While that might true, it fundamentally means it's not going to ever replicate human or provide super intelligence.
Many people would argue that's a good thing
At the very end of an extremely long and sophisticated process, the final mapping is softmax transformed and the distribution sampled. That is one operation among hundreds of billions leading up to it.
It’s like saying is a jeopardy player is random word generating machine — they see a question and they generate “what is “ followed by a random word—random because there is some uncertainty in their mind even in the final moment. That is both technically true, but incomplete, and entirely missing the point.
That might be true, but we're talking about the fundamentals of the concept. His argument is that you're never going to reach AGI/super intelligence on an evolution of the current concepts (mimicry) even through fine tuning and adaptions - it'll like be different (and likely based on some RL technique). At least we have NO history to suggest this will be case (hence his argument for "the bitter lesson").
But this is easier said than done. Current models require vastly more learning events than humans, making direct supervision infeasable. One strategy is to train models on human supervisors, so they can bear the bulk of the supervision. This is tricky, but has proven more effective than direct supervision.

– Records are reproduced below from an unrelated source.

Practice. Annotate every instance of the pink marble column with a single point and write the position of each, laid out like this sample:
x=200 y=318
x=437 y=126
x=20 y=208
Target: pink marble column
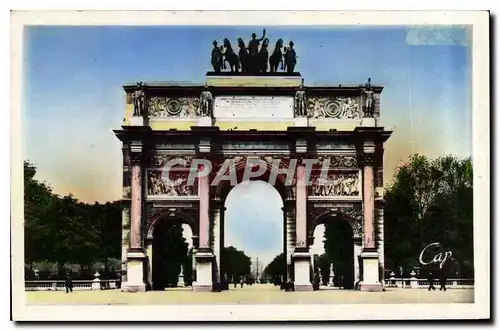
x=368 y=203
x=203 y=193
x=135 y=207
x=301 y=210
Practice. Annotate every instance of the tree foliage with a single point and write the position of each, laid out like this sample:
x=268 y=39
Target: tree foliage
x=430 y=201
x=64 y=230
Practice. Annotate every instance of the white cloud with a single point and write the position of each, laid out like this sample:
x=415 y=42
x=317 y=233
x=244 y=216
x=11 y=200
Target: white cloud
x=434 y=35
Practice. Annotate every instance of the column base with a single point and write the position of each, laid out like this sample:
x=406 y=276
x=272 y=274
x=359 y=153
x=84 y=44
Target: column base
x=136 y=121
x=370 y=280
x=302 y=288
x=204 y=281
x=126 y=287
x=366 y=287
x=300 y=122
x=368 y=122
x=204 y=121
x=302 y=273
x=202 y=288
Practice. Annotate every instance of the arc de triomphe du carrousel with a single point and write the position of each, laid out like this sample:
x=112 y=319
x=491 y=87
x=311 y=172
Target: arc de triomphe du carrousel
x=186 y=145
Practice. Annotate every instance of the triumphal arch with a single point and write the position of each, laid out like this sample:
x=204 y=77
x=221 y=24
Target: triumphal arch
x=186 y=145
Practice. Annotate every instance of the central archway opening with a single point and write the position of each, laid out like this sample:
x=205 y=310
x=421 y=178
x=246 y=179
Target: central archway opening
x=252 y=233
x=339 y=249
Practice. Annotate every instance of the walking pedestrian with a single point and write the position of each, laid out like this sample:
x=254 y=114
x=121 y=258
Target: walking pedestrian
x=431 y=281
x=442 y=280
x=68 y=282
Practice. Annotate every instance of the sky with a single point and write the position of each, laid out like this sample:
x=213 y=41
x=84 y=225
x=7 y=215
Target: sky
x=73 y=98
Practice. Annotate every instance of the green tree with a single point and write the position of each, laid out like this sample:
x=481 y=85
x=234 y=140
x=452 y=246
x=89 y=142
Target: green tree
x=38 y=198
x=430 y=201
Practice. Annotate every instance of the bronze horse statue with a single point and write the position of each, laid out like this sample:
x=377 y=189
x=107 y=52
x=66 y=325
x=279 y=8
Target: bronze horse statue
x=230 y=56
x=290 y=58
x=263 y=56
x=277 y=57
x=217 y=57
x=243 y=55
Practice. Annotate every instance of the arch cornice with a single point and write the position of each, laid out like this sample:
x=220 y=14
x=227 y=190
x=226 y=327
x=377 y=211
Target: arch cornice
x=181 y=215
x=238 y=165
x=352 y=213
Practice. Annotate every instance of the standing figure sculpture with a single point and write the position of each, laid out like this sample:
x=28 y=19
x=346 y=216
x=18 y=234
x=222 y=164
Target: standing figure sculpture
x=369 y=102
x=216 y=57
x=138 y=98
x=300 y=103
x=253 y=52
x=206 y=103
x=290 y=58
x=277 y=57
x=230 y=56
x=243 y=55
x=263 y=56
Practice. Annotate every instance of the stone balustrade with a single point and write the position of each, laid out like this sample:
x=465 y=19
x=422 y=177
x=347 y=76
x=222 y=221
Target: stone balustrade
x=78 y=285
x=424 y=283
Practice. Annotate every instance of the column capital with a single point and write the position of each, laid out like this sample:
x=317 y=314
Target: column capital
x=368 y=159
x=136 y=158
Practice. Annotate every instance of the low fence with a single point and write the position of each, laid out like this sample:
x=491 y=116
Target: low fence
x=424 y=283
x=78 y=285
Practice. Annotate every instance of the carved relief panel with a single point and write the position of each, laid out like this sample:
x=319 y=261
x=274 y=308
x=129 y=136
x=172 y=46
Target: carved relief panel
x=334 y=108
x=337 y=184
x=173 y=107
x=171 y=176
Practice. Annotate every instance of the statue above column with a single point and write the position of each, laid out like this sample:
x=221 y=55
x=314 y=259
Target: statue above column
x=254 y=58
x=138 y=97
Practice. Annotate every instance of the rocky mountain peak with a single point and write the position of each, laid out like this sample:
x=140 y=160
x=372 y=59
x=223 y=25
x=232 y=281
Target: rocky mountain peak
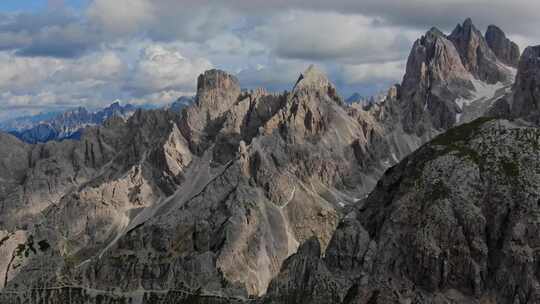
x=505 y=49
x=476 y=55
x=526 y=89
x=216 y=92
x=434 y=62
x=312 y=78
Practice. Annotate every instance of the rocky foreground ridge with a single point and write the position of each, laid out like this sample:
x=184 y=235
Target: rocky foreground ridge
x=258 y=197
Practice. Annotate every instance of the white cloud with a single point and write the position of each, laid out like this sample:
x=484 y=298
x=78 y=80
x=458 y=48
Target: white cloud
x=158 y=75
x=121 y=16
x=373 y=72
x=333 y=36
x=164 y=68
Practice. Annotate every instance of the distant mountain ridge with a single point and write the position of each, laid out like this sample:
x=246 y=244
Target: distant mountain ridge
x=297 y=197
x=66 y=125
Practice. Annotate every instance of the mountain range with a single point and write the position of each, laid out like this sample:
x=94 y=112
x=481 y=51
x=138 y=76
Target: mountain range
x=429 y=195
x=58 y=126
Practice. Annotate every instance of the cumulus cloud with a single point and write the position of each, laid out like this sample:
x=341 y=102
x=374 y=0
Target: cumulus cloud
x=163 y=68
x=391 y=71
x=151 y=51
x=333 y=36
x=159 y=75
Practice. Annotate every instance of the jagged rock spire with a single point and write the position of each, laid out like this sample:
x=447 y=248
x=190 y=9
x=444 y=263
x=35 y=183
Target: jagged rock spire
x=505 y=49
x=527 y=86
x=476 y=55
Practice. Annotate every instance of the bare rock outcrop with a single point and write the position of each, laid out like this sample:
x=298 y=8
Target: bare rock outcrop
x=526 y=90
x=477 y=56
x=505 y=49
x=452 y=223
x=434 y=78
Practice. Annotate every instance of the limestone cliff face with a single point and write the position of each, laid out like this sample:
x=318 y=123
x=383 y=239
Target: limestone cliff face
x=217 y=91
x=526 y=90
x=434 y=78
x=241 y=194
x=452 y=223
x=477 y=56
x=505 y=49
x=454 y=79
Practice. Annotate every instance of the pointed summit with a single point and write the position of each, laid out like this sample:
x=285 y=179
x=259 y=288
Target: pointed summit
x=527 y=86
x=505 y=49
x=476 y=55
x=312 y=78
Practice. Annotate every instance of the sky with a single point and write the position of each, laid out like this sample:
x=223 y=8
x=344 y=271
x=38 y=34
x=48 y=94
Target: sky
x=59 y=54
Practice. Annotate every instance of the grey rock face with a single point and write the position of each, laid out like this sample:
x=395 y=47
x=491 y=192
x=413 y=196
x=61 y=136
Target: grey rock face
x=505 y=49
x=68 y=125
x=217 y=91
x=253 y=194
x=434 y=78
x=452 y=223
x=477 y=56
x=526 y=102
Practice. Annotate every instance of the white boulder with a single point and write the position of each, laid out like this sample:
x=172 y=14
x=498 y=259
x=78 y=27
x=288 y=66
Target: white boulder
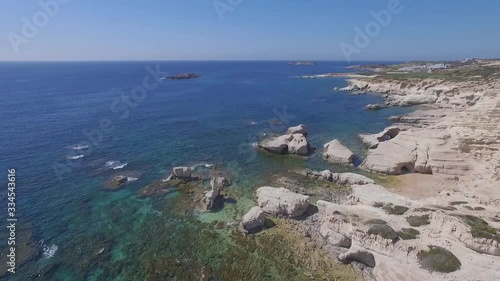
x=335 y=152
x=299 y=129
x=253 y=219
x=182 y=172
x=281 y=201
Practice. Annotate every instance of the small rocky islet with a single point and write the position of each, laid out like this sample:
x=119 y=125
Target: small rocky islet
x=182 y=76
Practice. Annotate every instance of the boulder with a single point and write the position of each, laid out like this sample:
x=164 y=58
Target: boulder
x=119 y=180
x=299 y=129
x=358 y=254
x=212 y=196
x=372 y=140
x=375 y=106
x=253 y=220
x=182 y=172
x=281 y=201
x=218 y=183
x=335 y=152
x=406 y=153
x=298 y=145
x=334 y=238
x=290 y=143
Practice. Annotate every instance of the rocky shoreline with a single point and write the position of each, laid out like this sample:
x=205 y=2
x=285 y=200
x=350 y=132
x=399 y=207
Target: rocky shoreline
x=450 y=231
x=453 y=231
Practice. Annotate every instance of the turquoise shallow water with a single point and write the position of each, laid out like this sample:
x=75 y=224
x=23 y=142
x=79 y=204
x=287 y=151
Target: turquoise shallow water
x=48 y=108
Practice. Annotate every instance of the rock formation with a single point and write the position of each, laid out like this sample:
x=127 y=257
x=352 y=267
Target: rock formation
x=294 y=142
x=299 y=129
x=182 y=172
x=253 y=220
x=211 y=197
x=281 y=201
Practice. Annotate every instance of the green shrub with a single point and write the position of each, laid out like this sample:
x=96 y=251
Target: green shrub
x=408 y=233
x=438 y=259
x=376 y=221
x=453 y=203
x=383 y=230
x=395 y=210
x=417 y=221
x=424 y=209
x=446 y=208
x=481 y=229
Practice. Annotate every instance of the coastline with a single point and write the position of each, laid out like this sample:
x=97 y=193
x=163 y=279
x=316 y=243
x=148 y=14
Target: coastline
x=450 y=149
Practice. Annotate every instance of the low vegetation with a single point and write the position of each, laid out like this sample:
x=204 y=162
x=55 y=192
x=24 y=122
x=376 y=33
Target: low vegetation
x=383 y=230
x=376 y=221
x=446 y=208
x=417 y=221
x=395 y=210
x=408 y=233
x=423 y=209
x=438 y=259
x=481 y=229
x=453 y=203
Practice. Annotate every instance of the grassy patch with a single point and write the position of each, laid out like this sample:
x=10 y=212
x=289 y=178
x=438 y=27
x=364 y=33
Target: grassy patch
x=438 y=259
x=424 y=209
x=453 y=203
x=446 y=208
x=383 y=230
x=481 y=229
x=417 y=221
x=408 y=233
x=395 y=210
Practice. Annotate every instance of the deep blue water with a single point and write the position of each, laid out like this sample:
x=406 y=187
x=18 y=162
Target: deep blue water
x=47 y=108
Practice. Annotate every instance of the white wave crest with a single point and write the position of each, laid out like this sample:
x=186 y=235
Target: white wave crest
x=74 y=157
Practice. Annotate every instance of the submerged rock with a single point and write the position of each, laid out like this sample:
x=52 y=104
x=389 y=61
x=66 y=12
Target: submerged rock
x=182 y=172
x=119 y=180
x=253 y=220
x=335 y=152
x=294 y=142
x=281 y=201
x=212 y=196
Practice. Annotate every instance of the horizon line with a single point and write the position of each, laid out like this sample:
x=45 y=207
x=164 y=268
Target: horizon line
x=238 y=60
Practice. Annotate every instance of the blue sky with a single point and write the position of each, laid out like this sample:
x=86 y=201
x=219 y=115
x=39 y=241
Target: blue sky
x=250 y=30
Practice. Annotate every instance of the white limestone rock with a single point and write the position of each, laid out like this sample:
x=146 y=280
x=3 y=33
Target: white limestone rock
x=281 y=201
x=253 y=220
x=182 y=172
x=335 y=152
x=299 y=129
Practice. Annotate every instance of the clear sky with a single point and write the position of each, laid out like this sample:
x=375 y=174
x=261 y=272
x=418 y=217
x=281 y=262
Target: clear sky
x=248 y=30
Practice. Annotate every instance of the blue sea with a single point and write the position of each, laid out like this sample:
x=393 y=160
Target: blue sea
x=68 y=127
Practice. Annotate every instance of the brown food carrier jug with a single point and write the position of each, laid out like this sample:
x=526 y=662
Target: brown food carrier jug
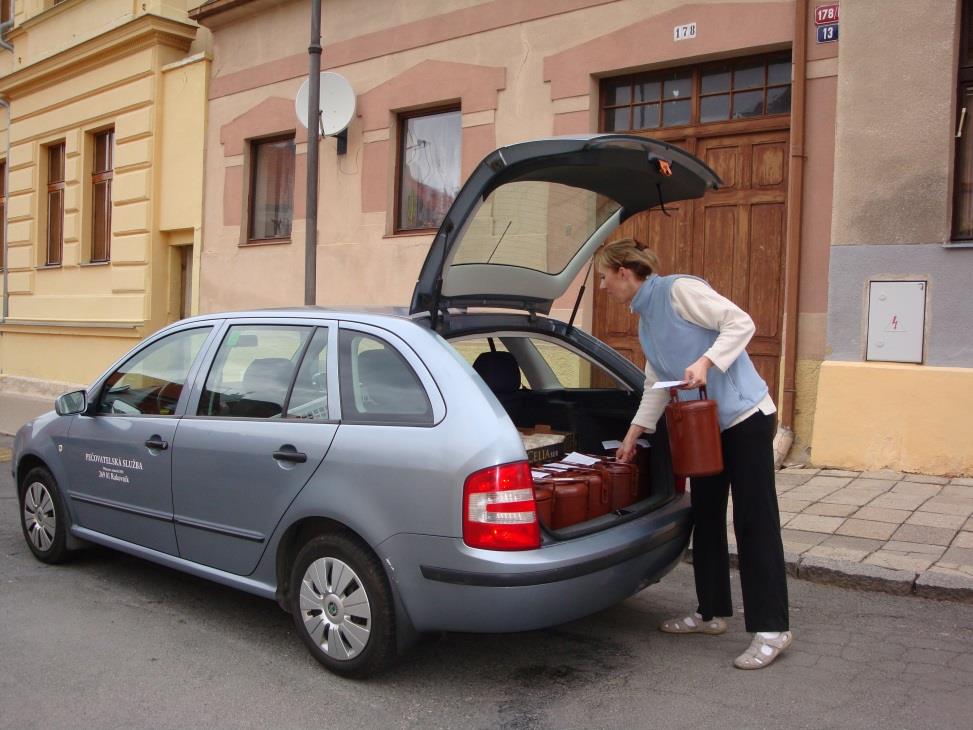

But, in my experience, AIs don't specifically struggle with the "qualitative" side of things per-se. In fact, they're great at things like word choice, color theory, etc. Rather, they struggle to understand continuity, consequence and to combine disparate sources of input. They also suck at differentiating fact from fabrication. To speculate wildly, it feels like it's missing the the RL of living in the "real world". In order to eat, sleep and breath, you must operate within the bounds of physics and society and live forever with the consequences of an ever-growing history of choices.
Which eventually forces you to take a step back and start questioning basic assumptions until (hopefully) you get a spark of realization of the flaws in your original plan, and then recalibrate based on that new understanding and tackle it totally differently.
But instead I watch Claude struggling to find a directory it expects to see and running random npm commands until it comes to the conclusion that, somehow, node_modules was corrupted mysteriously and therefore it needs to wipe everything node related and manually rebuild the project config by vague memory.
Because no big deal, if it’s wrong it’s the human's problem to untangle and Anthropic gets paid either way so why not try?
In fairness I have on many an occasion worked with real life software developers who really should know better deciding the problem lies anywhere but their initial model of how this should work. Quite often that developer has been me, although I like to hope I've learned to be more skeptical when that thought crosses my mind now.
Which is why I think the parent post had a great observation about human problem solving having evolved in a universe inherently formed by the additive effect of every previous decision you've ever made made in your life.
There's a lot of variance in humans, sure, but inescapable stakes/skin in the game from an instinctual understanding that you can't just revert to a previous checkpoint any time you screw up. That world model of decisions and consequences helps ground abstract problem solving ability with a healthy amount of risk aversion and caution that LLMs lack.
While we might agreed that language is foundational to what it is to be human, it's myopic to think its the only thing. LLMs are based on training sets of language (period).
Coding is an interesting example because as we change levels of abstraction from the syntax of a specific function to, say, the architecture of a software system, the ability to measure verifiable correctness declines. As a result, RL-tuned LLMs are better at creating syntactically correct functions but struggle as the abstraction layer increases.
In other fields, it is very difficult to verify correctness. What is good art? Here, LLMs and their ilk can still produce good output, but it becomes hard to produce "superhuman" output, because in nonverifiable domains their capability is dependent on mimicry; it is RL that gives the AI the ability to perform at superhuman levels. With RL, rather than merely fitting its parameters to a set of extant data it can follow the scent of a ground truth signal of excellence. No scent, no outperformance.
He is right that non-RL'd LLMs are just mimicry, but the field already moved beyond that.